Iter 5. Unified seed-PR endpoint + tracker FSM doc. One endpoint installs any preset. We also wrote down the tracker state machine so a user can reason about why a card is yellow instead of green. The FSM was in our heads and in the code. It is now also on a page.
Iter 6 and 7. Onboarding rewrite + tracker FSM settings. Copy edits on the three steps. A settings surface that exposes the tracker FSM. No new step in the flow. The settings page is where you go after you've already succeeded, not during.
Seven commits. Same three screens. The side-effect count walked from 2 to 3 to 4 over the course of the day, and stopped there. Four side-effects, all surfaced as settings the user can inspect later, none of them blocking the path to a running agent.
The framing that kept us honest: iterations move work under the flow, not through it. Every time a rewrite threatened to add a step — "we should really ask the user about this" — we asked instead whether the default would be wrong often enough to justify the question. Usually it wasn't. When it was, we added a settings row, not a wizard step.
Three copy fixes worth shipping
On Apr 22 we shipped a cluster of follow-ups. None of them changed the flow. All of them were about telling the truth.
Reword GitHub Issues tile pill — 'ALREADY CONNECTED' was misleading. The pill now says what it means: whether the tile is a candidate, wired, or running. Three states, three words. We had one word doing the work of three and lying about two of them.
Retire legacy 'Install everything' CTA; funnel to the wizard instead. This was the escape hatch. The one-click button that promised to do the whole setup without the flow. Users who took it came back as support tickets, every time. We killed the button. The only way through is now the three steps. A flow you don't let people bypass is a flow you have to make worth walking.
Console: redirect greenfield workspace to wizard on /. A blank console used to route to a fake dashboard — one with empty charts and a friendly "come back later" card. Now a blank console routes you to the wizard. There is no other sensible place for a user with no repos to be.
Plus two smaller fixes from the same day:
Make wizard step 4 resilient to single-probe failures. One flaky vendor probe shouldn't block the flow. If a probe times out, we mark it unknown, let the user continue, and retry in the background. The seed PR still opens. The user still sees a result.

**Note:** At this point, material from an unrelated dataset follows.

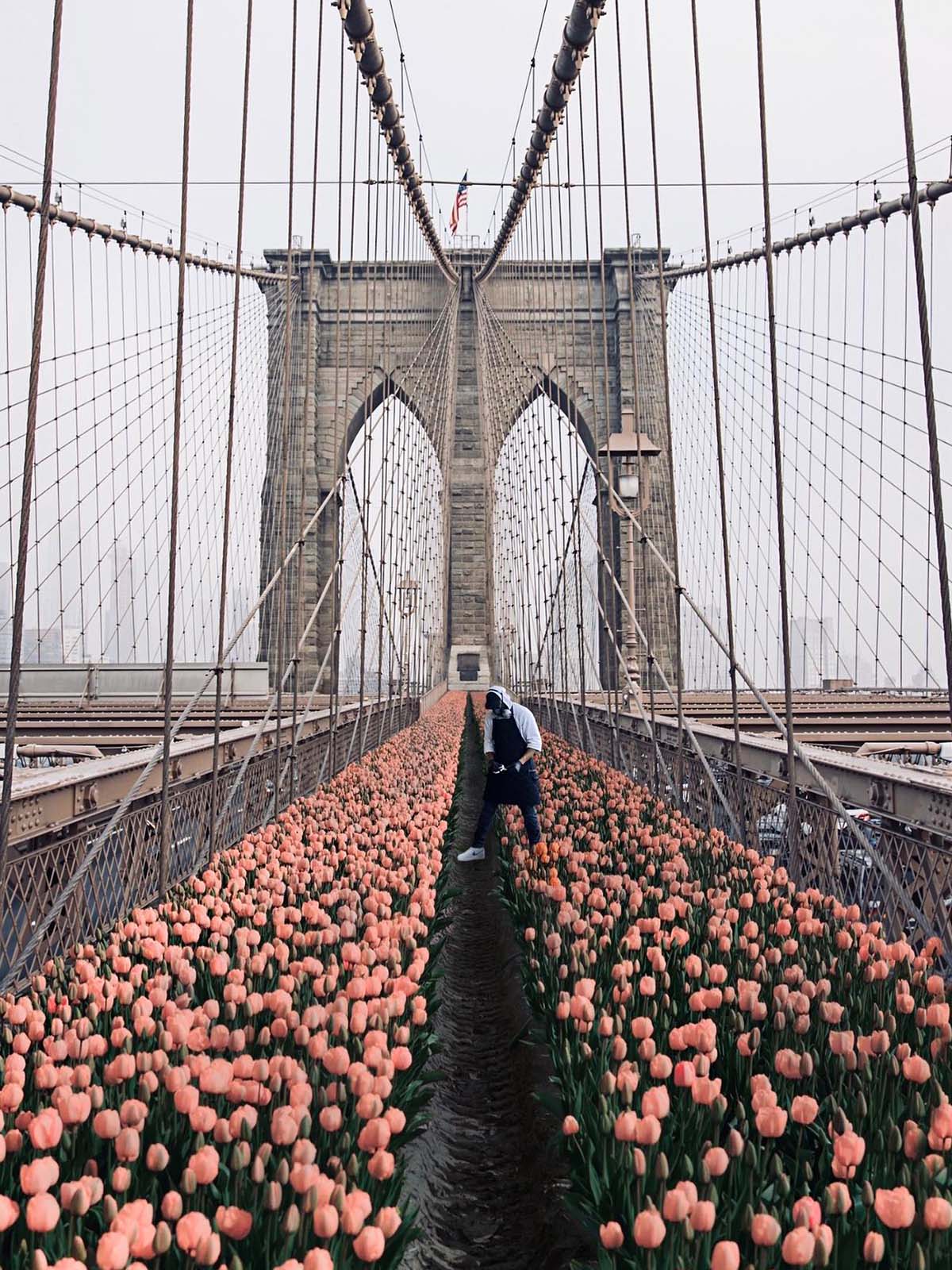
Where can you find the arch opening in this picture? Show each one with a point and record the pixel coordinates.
(545, 554)
(393, 584)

Surface precise remediation on agent-secrets probe failure. Errors now say what to do. Not "probe failed." Not "unauthorized." The exact env var, the exact scope, the exact place to fix it.

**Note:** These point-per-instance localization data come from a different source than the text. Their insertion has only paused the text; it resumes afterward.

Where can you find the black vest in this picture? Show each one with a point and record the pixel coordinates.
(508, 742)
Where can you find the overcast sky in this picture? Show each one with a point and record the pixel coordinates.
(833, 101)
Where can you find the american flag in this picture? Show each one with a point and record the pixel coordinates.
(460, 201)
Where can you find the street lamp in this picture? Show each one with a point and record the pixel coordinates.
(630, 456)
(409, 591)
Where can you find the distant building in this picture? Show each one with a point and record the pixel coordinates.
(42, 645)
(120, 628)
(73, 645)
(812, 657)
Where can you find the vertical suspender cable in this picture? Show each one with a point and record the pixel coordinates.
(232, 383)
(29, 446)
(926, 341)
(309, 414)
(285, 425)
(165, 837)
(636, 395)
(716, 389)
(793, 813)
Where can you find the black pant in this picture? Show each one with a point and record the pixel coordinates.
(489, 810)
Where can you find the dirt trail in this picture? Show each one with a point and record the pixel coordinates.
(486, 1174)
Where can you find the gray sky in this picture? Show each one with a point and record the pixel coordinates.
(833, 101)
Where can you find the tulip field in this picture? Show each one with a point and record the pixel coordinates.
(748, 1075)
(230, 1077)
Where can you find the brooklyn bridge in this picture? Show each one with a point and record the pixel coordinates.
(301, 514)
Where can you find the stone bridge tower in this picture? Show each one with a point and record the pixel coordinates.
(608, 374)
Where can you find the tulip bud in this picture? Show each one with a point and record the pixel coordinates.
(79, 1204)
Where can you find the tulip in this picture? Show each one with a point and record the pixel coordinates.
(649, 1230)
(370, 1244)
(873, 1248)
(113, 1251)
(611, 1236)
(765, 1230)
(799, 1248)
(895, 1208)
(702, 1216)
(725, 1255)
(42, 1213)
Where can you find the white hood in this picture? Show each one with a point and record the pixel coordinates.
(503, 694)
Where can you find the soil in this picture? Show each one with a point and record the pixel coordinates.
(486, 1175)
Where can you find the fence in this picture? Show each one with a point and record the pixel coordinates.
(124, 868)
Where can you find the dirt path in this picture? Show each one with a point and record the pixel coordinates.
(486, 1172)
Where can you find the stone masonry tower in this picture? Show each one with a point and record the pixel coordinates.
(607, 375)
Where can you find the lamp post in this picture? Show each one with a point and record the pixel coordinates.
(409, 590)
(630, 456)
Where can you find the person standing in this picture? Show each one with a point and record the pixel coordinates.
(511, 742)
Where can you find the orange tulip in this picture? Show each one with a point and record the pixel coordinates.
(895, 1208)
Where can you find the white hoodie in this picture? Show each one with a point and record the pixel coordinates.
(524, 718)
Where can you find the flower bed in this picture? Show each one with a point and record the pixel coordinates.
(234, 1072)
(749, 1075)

Copy is architecture. You can tell because a copy change can make a system feel like a different product. ALREADY CONNECTED vs READY TO RUN is not a word swap. It's a promise you're choosing to keep or break on every page load.
The principle
You don't design an onboarding flow by listing what's necessary. You design it by listing what's necessary and then saying no to everything that's merely relevant.

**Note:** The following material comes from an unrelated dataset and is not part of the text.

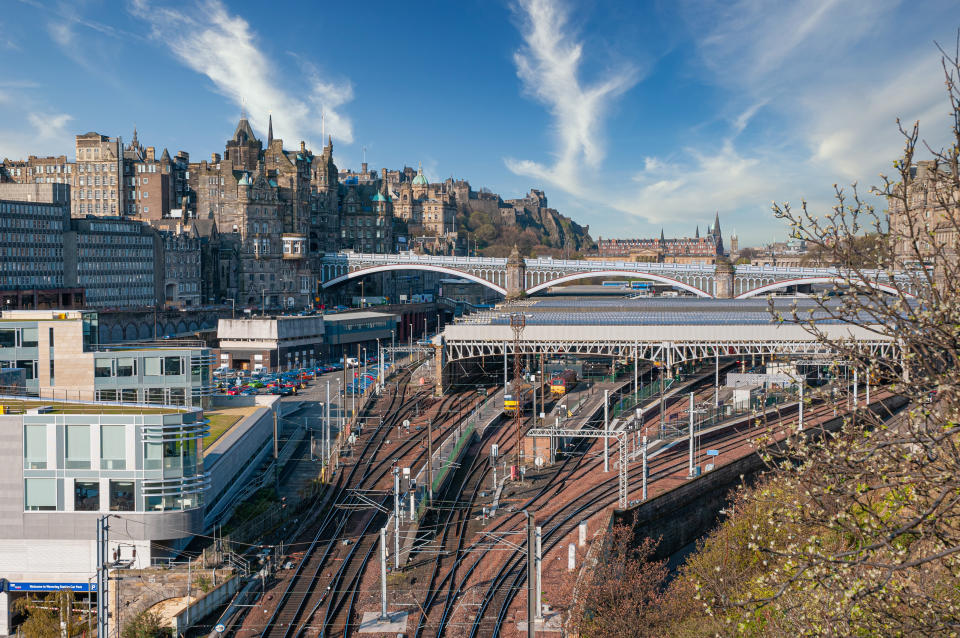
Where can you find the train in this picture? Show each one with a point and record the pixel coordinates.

Saying yes to three things means saying no to six.
Ten steps felt thorough. Three steps are honest. The difference is that a three-step flow forces you to do the hard work — the per-repo integrations, the dual-mode auth, the honest probe, the unified endpoint — underneath the flow, where the user will never see it but will feel it. A ten-step flow lets you duck that work by turning each gap into a screen.
Operations live in the mean. A wizard is an operation. Its mean case is a user in a new repo on a Tuesday who wants a coding agent to do something useful by lunch. If the flow serves that user, the long tail can be handled in settings, in docs, in support. If the flow serves every edge case, the mean user drops off at step five.
We are going to keep the count at three. If we want to add something, we will ask first whether it belongs in the flow or underneath it. If it belongs underneath, we'll put it underneath, even when that's harder. Especially when that's harder.
Fences exist on purpose. Three is a fence.